1630 Muharremi’nin Aşure Gecesi, Ahi Çelebi Camii’nde cemaat arasında Hz. Peygamber’i görür ve heyecanlanarak “Şefaat ya Resul Allah!” diyeceği yerde “Seyahat ya Resul Allah! der. Hz Pey­gamber de onu hem şefaat hem de seyahatle müjdeler.

Bu arada cemaat arasında bulunan Sa’d b. Ebu Vakkas seyahat­lerinde gördüğü yerleri yazmasını ister ve şöyle der:
Yürü! Ok ve yayla gaza eyle. Sana müjde olsun. Bu mecliste ne kadar ruhla görüşüp ellerini öptünse hepsini ziya­ret etmek nasip olacak.
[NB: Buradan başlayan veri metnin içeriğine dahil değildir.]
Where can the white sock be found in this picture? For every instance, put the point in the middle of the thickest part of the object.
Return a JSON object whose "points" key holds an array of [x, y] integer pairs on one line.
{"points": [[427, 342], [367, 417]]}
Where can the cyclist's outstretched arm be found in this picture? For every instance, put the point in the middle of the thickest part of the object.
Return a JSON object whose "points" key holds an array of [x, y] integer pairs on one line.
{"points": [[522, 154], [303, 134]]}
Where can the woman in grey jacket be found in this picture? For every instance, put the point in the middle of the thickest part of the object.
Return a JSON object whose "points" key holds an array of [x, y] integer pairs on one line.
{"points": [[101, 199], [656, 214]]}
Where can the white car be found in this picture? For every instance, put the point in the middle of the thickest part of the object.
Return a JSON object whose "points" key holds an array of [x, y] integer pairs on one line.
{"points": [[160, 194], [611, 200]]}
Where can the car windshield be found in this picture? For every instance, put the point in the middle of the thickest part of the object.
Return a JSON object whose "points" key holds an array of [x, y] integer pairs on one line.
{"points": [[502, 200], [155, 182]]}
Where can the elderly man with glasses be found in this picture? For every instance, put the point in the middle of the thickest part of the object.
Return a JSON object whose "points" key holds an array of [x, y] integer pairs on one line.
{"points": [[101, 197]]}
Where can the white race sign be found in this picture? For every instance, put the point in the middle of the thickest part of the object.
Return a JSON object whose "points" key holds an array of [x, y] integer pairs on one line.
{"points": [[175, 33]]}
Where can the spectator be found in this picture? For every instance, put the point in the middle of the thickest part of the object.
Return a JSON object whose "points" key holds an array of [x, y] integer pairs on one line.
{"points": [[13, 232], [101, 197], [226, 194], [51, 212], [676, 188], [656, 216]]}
Dünya seyyahı ve insanların meşhu­ru olacaksın. Ama gezip tozduğun memleketleri, kaleleri, şe­hirleri, acayip ve garip eserleri, her diyarda yapılan güzel şey­leri, yiyecek ve içeceklerini yazıp güzel bir eser meydana ge­tir ve benim silahımla iş görüp dünya ve ahirette manevi oğ­lum ol. Tuz ekmek hakkını gözle. İyi dost ol. Kötülerle arkadaş olma… 
Diye anlatıyordu Evliya Çelebi’nin Üsküp' lü torunlarından Orhan dedesinin kıyafetiyle Türk Çarşısını gezerek. Orhan devam etti anlatmaya:
Evliya Çelebi son derece dikkatli bir seyyahtır. O, gezdi­ği yerlerin tarihini, coğrafyasını, iklim ve tabiatını, sanat eser­lerini, insanlarını, insanlarının giyiniş, yaşayış, dil ve dinleri­ni, silahlarını, âdetlerini, tanınmış hususiyetlerini, yerleşme şekillerini, kısaca şahsi ve günlük hayattan, cemaat hayatına, manevi hayata kadar bütün unsurları eserine almıştır.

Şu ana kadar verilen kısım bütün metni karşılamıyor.